I’ve known this all along and even considered it to be harmless, but this was actually the first time it truly dawned upon me that Indian parents have considerable control over their kids’ lives much after they stop being well, kids.
Within the Indian family structure, children are raised with the understanding that their parents know what’s best for them and hence, will be the authority that decides how their life works. Growing up, the concept of our parents taking decisions for us becomes normalized. In fact, it is almost a psychological safety net that makes us feel more secure because we are aware of the fact that two responsible adults are guiding us through life and its different stages. Honestly, we need that as well.
But where Indian parents go wrong is in thinking that we need this kind of decision-making throughout our lives. One day, they’re convincing you that a certain kind of career is perfect for you even though you know in your heart that you’re not interested in it at all, and the next thing you know, they’re deciding who you will be marrying.
Any kind of questions or reasoning are usually going to be countered with the quintessential argument of ‘but this is the best for you,’ which is their best weapon and, honestly, sometimes borders on emotional control. Some might just have ended up with parents who go with the ‘keh diya na, bas keh diya’, which leaves very little room for any kind of other question at all.
The guidance we had as kids soon becomes psychological control as we start fearing going against our parents’ authority. The keyword here being ‘fearing’.

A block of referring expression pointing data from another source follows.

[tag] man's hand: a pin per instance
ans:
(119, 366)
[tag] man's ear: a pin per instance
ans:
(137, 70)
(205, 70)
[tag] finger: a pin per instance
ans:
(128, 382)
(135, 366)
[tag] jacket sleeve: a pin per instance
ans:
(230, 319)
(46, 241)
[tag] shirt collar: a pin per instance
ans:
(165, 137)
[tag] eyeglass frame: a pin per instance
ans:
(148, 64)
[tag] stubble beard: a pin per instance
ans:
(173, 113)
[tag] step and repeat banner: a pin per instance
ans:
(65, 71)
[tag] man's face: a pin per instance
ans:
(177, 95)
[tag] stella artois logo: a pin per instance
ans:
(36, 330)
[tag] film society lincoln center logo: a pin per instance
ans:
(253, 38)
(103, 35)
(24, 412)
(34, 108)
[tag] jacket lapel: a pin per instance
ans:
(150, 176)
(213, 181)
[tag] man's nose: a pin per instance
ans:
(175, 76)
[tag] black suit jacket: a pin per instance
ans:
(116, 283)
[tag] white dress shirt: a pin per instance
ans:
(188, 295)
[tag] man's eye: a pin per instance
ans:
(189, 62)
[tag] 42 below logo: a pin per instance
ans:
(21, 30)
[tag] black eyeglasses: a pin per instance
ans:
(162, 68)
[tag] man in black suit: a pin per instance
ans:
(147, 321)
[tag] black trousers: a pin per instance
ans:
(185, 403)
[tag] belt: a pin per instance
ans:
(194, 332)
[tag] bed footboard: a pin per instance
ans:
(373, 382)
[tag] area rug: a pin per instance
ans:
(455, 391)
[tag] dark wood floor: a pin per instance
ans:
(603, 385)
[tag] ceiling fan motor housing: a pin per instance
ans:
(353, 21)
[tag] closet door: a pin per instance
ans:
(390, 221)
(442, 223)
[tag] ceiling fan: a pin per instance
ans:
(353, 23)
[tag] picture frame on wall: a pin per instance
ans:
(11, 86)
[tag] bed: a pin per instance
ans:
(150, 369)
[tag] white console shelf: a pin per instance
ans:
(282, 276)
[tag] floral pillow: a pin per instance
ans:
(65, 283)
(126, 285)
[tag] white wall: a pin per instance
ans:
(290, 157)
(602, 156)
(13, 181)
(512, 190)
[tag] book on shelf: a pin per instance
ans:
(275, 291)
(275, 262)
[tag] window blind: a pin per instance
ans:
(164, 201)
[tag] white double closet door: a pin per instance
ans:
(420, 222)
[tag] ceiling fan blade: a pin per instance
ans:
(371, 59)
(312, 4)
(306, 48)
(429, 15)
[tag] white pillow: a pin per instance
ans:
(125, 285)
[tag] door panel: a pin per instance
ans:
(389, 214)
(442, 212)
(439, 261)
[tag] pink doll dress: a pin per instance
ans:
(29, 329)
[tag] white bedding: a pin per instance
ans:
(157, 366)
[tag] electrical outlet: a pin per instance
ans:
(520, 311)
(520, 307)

We fear going against them because two pillars that the Indian family structure stands firm on are fear and guilt. Which Indian kid can even try going against their parents’ will without being guilted for breaking their hearts and turning a blind eye to their sacrifices?
Of course, we accept this because this is what we see happening in our house. In all probability, this was also the trajectory our parents’ lives followed when our grandparents made some of their major life decisions for them. But for how long will we accept this long tradition of always being kids for our parents as healthy?
A study from University College of London concluded that parents who are excessively controlling can cause their kids lifelong psychological damage. The main characteristics of a controlling parent were identified as invading the child’s privacy, not letting them take their own decisions, and encouraging dependence on parents.
Dr Mai Stafford, the lead author of the study, has been quoted saying that, “Psychological control can limit a child’s independence, and leaves them less able to regulate their own behavior.”
In the Indian context, it is easy knowing that this behavior isn’t healthy, but to actually try to change it is difficult.
As we’ve already mentioned, you will most likely feel guilty if you were to take a decision without involving your parents. It is frustrating to know that you might legally be an adult with voting powers, but God forbid you wanted to marry the person you’ve been dating for years. There will be Bollywood-esque drama about how you just cannot take the right decisions about your own life.
The only solution to this situation is sitting and having a talk with your parents no matter how many times it is required. It might be a loud fight for the first few times, but they will understand that their kid is grown up only after you start speaking for yourself. It is also important to break their heart at times, and let go of the fear they’ve unconsciously instilled in you, so that they understand that you can make good decisions for yourself and it will also help them trust you more.
Realise that they do want the best for you, but it is also important for your own personal growth and happiness that you take the reins of your own life.
More than anything, remember that we’re a generation that is stuck within old structures while trying to build new ones. And it is important that the millennial generation that has always craved freedom to live life their way, raise their kids in a way that is different from their parents’ style.